Enraged at this breach of leadership protocol, Cap braces Fury in his office post-op. Fury explains it as compartmentalization, a sinister claim Cap isn't buying and isn't comfortable with. In part to make amends, Fury brings Rogers up to speed by showing him (and us) the secret Project Insight, with its top class weaponry of three massive heli-carriers, their air defense system against potential enemies.
Cap soon learns that his commander's word of caution is prophetic and that former compatriots are behaving differently. So, what do you do when you can no longer depend on your comrades?
Rogers and Romanoff decide they are on the same side and work together to find out why Fury disappears and the agency they've given their heart and soul to seems to be coming apart at the seams. Could it have something to do with smug, arch villain Alexander Pierce (Robert Redford, "All Is Lost"), who is running a secret society called HYDRA under a corporation front?
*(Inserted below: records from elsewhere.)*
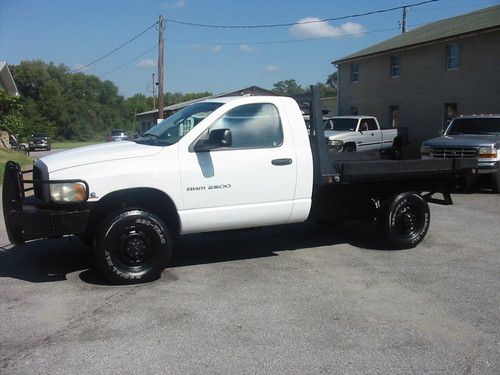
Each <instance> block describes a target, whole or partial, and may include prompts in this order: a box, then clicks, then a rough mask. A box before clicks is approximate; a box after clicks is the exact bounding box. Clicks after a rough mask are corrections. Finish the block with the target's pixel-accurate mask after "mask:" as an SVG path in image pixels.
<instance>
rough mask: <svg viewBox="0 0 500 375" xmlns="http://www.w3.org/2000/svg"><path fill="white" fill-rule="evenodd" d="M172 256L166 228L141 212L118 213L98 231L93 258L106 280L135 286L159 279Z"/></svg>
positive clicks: (112, 216)
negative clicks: (147, 281)
mask: <svg viewBox="0 0 500 375" xmlns="http://www.w3.org/2000/svg"><path fill="white" fill-rule="evenodd" d="M171 254H172V241H171V237H170V232H169V231H168V228H167V226H166V225H165V224H164V223H163V222H162V221H161V219H160V218H158V217H157V216H155V215H153V214H151V213H149V212H147V211H143V210H140V209H137V210H127V211H122V212H118V213H116V214H114V215H111V217H110V218H109V219H108V220H107V221H105V222H104V224H103V225H102V226H101V228H100V230H99V231H98V235H97V238H96V241H95V248H94V255H95V259H96V262H97V266H98V267H99V269H100V270H101V271H102V273H103V274H104V276H106V278H107V279H108V280H109V281H111V282H113V283H118V284H136V283H141V282H146V281H152V280H155V279H157V278H159V277H160V275H161V272H162V271H163V270H164V269H165V267H166V266H167V265H168V262H169V260H170V257H171Z"/></svg>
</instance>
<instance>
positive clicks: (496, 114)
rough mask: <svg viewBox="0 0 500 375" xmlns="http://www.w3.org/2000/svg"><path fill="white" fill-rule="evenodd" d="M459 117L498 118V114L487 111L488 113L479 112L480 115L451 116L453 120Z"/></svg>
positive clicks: (463, 117) (475, 117) (476, 117)
mask: <svg viewBox="0 0 500 375" xmlns="http://www.w3.org/2000/svg"><path fill="white" fill-rule="evenodd" d="M459 118H467V119H469V118H500V114H498V115H497V114H492V113H489V114H480V115H460V116H457V117H455V118H453V120H455V119H459Z"/></svg>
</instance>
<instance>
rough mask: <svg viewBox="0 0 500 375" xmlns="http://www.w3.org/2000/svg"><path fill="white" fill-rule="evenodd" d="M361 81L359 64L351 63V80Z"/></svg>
mask: <svg viewBox="0 0 500 375" xmlns="http://www.w3.org/2000/svg"><path fill="white" fill-rule="evenodd" d="M358 81H359V64H351V82H358Z"/></svg>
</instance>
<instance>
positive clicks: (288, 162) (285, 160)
mask: <svg viewBox="0 0 500 375" xmlns="http://www.w3.org/2000/svg"><path fill="white" fill-rule="evenodd" d="M271 163H272V164H273V165H289V164H292V159H274V160H273V161H271Z"/></svg>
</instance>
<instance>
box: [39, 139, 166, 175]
mask: <svg viewBox="0 0 500 375" xmlns="http://www.w3.org/2000/svg"><path fill="white" fill-rule="evenodd" d="M162 148H163V147H158V146H149V145H143V144H138V143H135V142H126V141H122V142H112V143H102V144H98V145H93V146H85V147H78V148H75V149H72V150H67V151H61V152H58V153H55V154H52V155H48V156H45V157H43V158H41V159H40V160H41V161H43V162H44V163H45V165H46V166H47V168H48V172H49V173H50V172H55V171H60V170H62V169H66V168H73V167H78V166H81V165H87V164H96V163H102V162H106V161H111V160H120V159H130V158H140V157H147V156H152V155H155V154H157V153H159V152H160V151H161V150H162Z"/></svg>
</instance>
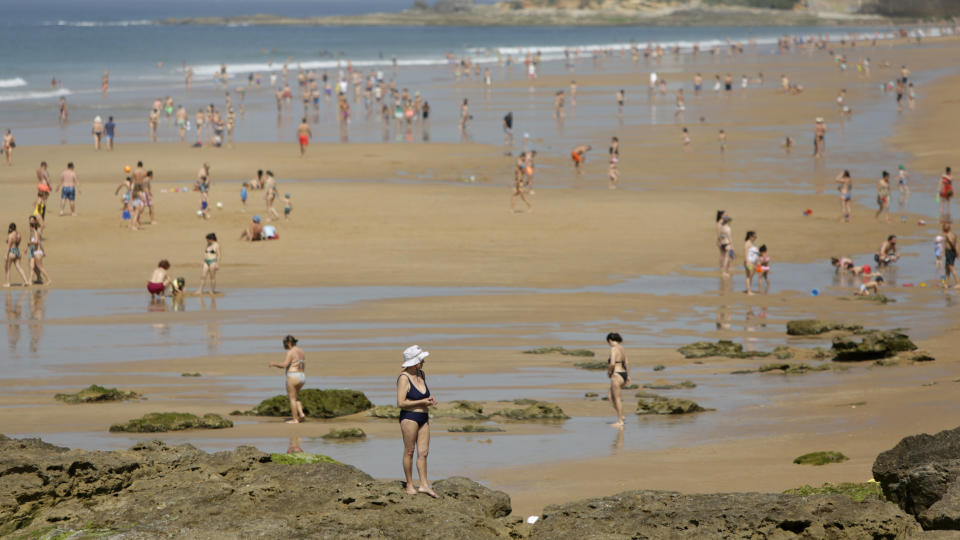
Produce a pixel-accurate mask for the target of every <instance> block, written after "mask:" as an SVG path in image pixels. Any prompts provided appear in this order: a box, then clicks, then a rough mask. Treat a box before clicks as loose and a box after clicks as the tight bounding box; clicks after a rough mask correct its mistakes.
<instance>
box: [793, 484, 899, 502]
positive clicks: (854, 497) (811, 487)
mask: <svg viewBox="0 0 960 540" xmlns="http://www.w3.org/2000/svg"><path fill="white" fill-rule="evenodd" d="M783 493H784V495H798V496H801V497H809V496H811V495H834V494H840V495H846V496H847V497H850V499H851V500H853V502H863V501H867V500H870V501H882V500H883V489H882V488H881V487H880V483H879V482H877V481H875V480H871V481H869V482H860V483H854V482H841V483H839V484H831V483H830V482H827V483H826V484H823V485H822V486H820V487H813V486H800V487H798V488H792V489H788V490H786V491H784V492H783Z"/></svg>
He holds board meetings with his unsuspecting far flung board members in holographic real time.
Finding one of S.H.I.E.L.D's original headquarters, they tap into its not-so- ancient computer system and discover the origins of a terrorist plot designed to achieve a new world order, by the treacherous and still digitally alive Dr. Arnim Zola (Toby Jones, "The Hunger Games: Catching Fire").
Part of their weapon force is the Winter Soldier, a virtually indestructible semi-human whom he keeps in criogenic stasis until it's time to unleash him for a mission. Which is now under way.
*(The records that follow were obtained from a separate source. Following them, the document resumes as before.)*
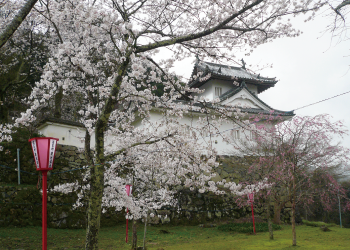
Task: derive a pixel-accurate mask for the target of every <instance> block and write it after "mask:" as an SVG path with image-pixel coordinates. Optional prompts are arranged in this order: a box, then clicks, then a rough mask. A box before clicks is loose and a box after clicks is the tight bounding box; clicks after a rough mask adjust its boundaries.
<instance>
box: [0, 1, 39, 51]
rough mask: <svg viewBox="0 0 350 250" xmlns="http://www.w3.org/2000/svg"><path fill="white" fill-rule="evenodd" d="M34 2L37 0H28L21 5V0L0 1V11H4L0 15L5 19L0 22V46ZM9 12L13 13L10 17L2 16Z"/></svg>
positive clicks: (4, 43) (8, 36)
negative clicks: (2, 12)
mask: <svg viewBox="0 0 350 250" xmlns="http://www.w3.org/2000/svg"><path fill="white" fill-rule="evenodd" d="M36 2H38V0H28V1H26V2H25V3H24V4H23V5H21V4H22V3H23V1H12V0H2V1H0V11H4V12H3V13H1V17H2V18H3V19H5V20H6V21H5V22H4V21H3V22H1V24H2V25H1V29H0V48H2V46H4V44H5V43H6V42H7V41H8V40H9V39H10V37H11V36H12V35H13V33H15V31H16V30H17V29H18V27H19V26H20V25H21V24H22V22H23V20H24V19H25V18H26V17H27V15H28V14H29V13H30V11H31V10H32V8H33V7H34V5H35V4H36ZM6 12H8V13H6ZM16 12H17V13H16ZM9 13H15V15H14V16H12V15H10V18H4V17H5V15H6V16H8V15H9Z"/></svg>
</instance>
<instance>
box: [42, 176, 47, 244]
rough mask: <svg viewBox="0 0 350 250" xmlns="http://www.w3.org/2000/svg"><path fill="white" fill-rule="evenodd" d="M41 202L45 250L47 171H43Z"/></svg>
mask: <svg viewBox="0 0 350 250" xmlns="http://www.w3.org/2000/svg"><path fill="white" fill-rule="evenodd" d="M41 173H42V176H43V200H42V213H41V214H42V234H43V235H42V238H43V250H47V207H46V203H47V171H45V170H43V171H42V172H41Z"/></svg>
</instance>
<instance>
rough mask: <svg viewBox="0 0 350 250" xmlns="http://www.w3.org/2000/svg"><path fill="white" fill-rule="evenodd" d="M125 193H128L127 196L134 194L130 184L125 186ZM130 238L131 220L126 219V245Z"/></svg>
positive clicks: (127, 210)
mask: <svg viewBox="0 0 350 250" xmlns="http://www.w3.org/2000/svg"><path fill="white" fill-rule="evenodd" d="M125 191H126V195H127V196H130V194H131V192H132V185H130V184H127V185H125ZM128 213H129V209H128V208H126V214H128ZM128 238H129V219H126V236H125V242H126V243H128Z"/></svg>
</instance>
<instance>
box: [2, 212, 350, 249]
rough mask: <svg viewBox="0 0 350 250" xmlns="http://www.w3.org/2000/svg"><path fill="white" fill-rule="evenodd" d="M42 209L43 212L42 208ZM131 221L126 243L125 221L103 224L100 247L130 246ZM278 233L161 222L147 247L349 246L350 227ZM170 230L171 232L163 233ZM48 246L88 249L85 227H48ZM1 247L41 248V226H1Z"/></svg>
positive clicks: (166, 247)
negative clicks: (237, 231) (253, 233)
mask: <svg viewBox="0 0 350 250" xmlns="http://www.w3.org/2000/svg"><path fill="white" fill-rule="evenodd" d="M39 213H40V212H39ZM131 224H132V223H130V222H129V243H125V221H124V223H122V224H119V225H114V226H113V227H108V228H101V231H100V233H99V235H100V238H99V249H121V250H130V249H131V242H132V233H131V231H132V230H131ZM282 227H283V230H280V231H277V232H276V233H275V239H274V240H269V236H268V232H266V233H259V234H256V235H247V234H233V233H231V232H222V231H219V230H217V228H201V227H198V226H161V227H148V230H147V238H146V241H147V243H146V247H147V249H149V250H160V249H166V250H175V249H180V250H184V249H186V250H197V249H201V250H213V249H220V250H232V249H245V250H249V249H255V250H256V249H259V250H272V249H291V250H292V249H293V250H295V249H298V250H304V249H305V250H306V249H308V250H309V249H318V250H325V249H327V250H333V249H337V250H341V249H344V250H345V249H349V244H350V238H349V230H350V229H346V228H338V227H335V228H332V231H330V232H327V237H325V235H324V233H323V232H321V231H320V229H319V228H316V227H307V226H297V235H298V236H297V237H298V246H297V247H292V246H291V245H292V242H291V234H292V229H291V226H290V225H284V226H282ZM160 230H166V231H168V232H170V233H161V232H160ZM47 234H48V240H47V244H48V249H52V250H61V249H84V242H85V234H86V231H85V229H74V230H72V229H53V228H48V230H47ZM137 235H138V239H139V242H138V243H139V244H138V245H139V246H140V245H141V244H142V241H141V240H140V239H142V238H143V225H141V224H140V225H139V226H138V228H137ZM0 249H26V250H37V249H41V227H40V226H38V227H24V228H15V227H6V228H0Z"/></svg>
Borrowing an idea from prior sci-fis ("Recall," "Paycheck"), the Russos employ the oft-used futuristic concept of memory replacement to have a former friend of Rogers, Bucky Barnes (Sebastian Stan, "Black Swan") memory-wiped and turned into the virtually undestructible Winter Soldier (based on a legendary, brainwashed Soviet Agent of comic lore). This cyborg has been purposed and outfitted to annihilate anyone who poses a threat to Pierce's mad scheme to ultimately achieve control over the planet through fear and physical annihilation.
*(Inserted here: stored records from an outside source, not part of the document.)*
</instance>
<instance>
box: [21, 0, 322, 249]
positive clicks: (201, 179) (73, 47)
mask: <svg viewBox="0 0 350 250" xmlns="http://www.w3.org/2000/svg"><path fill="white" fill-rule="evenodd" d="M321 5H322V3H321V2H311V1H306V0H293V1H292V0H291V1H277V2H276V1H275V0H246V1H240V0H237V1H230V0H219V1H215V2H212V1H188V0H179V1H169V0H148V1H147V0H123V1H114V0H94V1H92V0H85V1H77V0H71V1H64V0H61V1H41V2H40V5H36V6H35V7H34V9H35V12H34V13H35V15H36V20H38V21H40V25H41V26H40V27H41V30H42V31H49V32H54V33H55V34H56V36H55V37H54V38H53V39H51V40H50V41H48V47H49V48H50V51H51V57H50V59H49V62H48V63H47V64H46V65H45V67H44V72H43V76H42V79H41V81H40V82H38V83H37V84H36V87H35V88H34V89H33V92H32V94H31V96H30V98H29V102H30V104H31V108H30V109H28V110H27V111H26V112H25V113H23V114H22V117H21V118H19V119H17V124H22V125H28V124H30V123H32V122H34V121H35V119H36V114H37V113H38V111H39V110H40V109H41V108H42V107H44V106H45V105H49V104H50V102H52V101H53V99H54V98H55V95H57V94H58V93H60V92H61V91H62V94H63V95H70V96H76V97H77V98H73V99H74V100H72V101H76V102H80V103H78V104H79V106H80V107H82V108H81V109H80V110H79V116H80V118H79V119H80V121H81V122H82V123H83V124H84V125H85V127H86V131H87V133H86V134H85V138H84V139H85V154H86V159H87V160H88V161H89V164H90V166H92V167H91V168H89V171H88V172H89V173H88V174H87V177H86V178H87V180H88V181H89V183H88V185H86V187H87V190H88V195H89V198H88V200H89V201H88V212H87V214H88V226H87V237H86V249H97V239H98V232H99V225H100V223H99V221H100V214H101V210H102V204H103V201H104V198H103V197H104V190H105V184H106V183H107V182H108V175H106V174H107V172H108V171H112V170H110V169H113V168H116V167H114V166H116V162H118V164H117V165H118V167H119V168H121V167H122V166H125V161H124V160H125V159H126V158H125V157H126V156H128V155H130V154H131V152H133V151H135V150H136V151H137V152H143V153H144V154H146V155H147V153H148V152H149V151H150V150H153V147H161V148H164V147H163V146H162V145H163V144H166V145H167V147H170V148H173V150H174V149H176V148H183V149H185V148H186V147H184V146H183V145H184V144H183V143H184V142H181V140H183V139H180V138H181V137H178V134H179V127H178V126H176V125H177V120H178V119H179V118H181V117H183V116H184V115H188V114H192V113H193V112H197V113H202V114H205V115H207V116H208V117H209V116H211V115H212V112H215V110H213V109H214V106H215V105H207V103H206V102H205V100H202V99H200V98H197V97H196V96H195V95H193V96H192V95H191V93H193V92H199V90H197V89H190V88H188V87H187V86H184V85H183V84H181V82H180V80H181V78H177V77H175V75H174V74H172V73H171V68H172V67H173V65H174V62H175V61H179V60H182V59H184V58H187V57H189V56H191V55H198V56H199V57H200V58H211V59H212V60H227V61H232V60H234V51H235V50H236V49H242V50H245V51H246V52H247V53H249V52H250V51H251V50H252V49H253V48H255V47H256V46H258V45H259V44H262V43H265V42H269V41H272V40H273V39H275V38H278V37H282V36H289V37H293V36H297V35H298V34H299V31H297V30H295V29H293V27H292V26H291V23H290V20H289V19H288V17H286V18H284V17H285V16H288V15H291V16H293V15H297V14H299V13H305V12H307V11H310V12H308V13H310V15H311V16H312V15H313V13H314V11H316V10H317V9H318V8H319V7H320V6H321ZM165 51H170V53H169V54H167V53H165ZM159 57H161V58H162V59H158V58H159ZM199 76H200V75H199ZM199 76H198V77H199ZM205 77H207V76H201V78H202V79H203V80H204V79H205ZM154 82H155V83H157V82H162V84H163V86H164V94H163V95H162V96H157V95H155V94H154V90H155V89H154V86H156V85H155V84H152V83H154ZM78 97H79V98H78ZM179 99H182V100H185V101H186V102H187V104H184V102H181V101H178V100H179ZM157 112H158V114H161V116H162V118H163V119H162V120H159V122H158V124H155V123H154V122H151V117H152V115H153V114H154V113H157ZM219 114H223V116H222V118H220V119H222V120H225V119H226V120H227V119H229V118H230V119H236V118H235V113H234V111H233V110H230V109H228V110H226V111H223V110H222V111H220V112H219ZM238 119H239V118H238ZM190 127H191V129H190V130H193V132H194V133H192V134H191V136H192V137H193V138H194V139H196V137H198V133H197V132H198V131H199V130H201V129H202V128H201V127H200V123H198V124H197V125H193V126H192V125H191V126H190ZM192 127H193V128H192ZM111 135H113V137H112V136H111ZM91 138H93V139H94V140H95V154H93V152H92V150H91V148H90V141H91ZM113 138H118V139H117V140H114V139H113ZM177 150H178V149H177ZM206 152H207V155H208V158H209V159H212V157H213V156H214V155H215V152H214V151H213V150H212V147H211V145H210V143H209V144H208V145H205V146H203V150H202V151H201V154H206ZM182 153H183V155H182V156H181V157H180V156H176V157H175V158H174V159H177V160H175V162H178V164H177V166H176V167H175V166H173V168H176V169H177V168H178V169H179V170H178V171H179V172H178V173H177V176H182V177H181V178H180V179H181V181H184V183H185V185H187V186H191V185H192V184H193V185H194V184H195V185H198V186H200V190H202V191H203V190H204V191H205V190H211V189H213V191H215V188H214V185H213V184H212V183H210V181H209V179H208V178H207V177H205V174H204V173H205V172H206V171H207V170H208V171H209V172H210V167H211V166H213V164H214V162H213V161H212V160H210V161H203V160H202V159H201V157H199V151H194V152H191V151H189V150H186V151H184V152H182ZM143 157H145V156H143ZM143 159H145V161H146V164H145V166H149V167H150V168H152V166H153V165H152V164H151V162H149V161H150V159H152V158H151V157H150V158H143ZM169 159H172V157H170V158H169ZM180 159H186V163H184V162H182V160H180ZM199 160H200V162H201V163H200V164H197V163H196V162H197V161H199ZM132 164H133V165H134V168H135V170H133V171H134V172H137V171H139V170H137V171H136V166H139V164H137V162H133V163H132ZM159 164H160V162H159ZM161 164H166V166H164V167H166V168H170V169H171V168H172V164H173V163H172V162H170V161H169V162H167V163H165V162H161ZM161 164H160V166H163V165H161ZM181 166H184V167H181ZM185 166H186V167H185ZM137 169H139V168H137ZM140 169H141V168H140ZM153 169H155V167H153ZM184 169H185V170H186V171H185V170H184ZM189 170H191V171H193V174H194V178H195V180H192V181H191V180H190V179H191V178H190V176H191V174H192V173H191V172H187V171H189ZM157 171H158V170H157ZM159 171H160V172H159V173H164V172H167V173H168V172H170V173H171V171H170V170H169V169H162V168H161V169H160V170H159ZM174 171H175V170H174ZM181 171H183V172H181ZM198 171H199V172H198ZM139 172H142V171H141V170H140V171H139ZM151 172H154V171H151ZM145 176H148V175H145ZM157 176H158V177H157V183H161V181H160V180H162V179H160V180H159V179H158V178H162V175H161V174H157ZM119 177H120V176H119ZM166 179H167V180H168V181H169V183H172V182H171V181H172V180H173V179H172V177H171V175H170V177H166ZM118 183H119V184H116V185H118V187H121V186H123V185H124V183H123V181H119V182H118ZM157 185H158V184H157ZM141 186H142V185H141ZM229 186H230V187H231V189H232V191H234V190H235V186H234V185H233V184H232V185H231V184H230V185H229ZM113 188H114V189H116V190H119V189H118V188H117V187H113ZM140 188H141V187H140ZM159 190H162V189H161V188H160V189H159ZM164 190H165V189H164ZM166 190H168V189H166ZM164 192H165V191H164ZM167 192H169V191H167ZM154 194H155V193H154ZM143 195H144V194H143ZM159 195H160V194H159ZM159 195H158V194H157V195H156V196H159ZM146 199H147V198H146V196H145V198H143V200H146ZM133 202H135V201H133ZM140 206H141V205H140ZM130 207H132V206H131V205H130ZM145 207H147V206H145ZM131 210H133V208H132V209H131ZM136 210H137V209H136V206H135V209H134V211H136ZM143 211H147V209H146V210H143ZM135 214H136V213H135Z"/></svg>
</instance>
As betrayals become as numerous and intense as battles, Cap needs one more ally he can trust. This turns out to be Sam Wilson (a very sharp Anthony Mackie, "Gangster Squad"), a runner he met one morning (planted for us in the opening sequence of the film). When push comes to shove, he's only too anxious to don wings for his combat role as Falcon, a slightly sub-super hero with speed and strength and no gravity issues so long as his suit remains intact.
For a film that runs only sixteen minutes over two hours, the sequel provides all the action and thrills its targetted audience pays to see. It packs a very high order of skill and invention with nothing missing for lovers of action thrills. It sets up the promise of a huge climax, it puts those we're rooting for in great peril in a steady beat of ultra violence, it thrills with hand to hand combat choreography which is a combo of speed, camera angle and editing.
But... If the logic gets stretched too thin even for the most willing fans to accept, it might be in the hero vs. villain clashes in which each fighter takes so many concussive poundings, bone-cracking batterings, potentially pulverizing thrashing -- without so much as a bruise. So you could ask yourself: if they're so impervious to harm in what purports to be ballets to the death, why bother?
Well, for one thing, "The Winter Soldier" may be the most thoughtful instance of character depth in a comic-born action extravaganza. With the near-ideal choice of Chris Evans for the central role, great ensemble acting for the genre, jaw-dropping cgi design, immensity of scale, narrative clarity, peril and humor (a large part of which is Natasha's contribution) add up to a 2014 milestone of movie entertainment. It's worth a few lapses of real-world logic.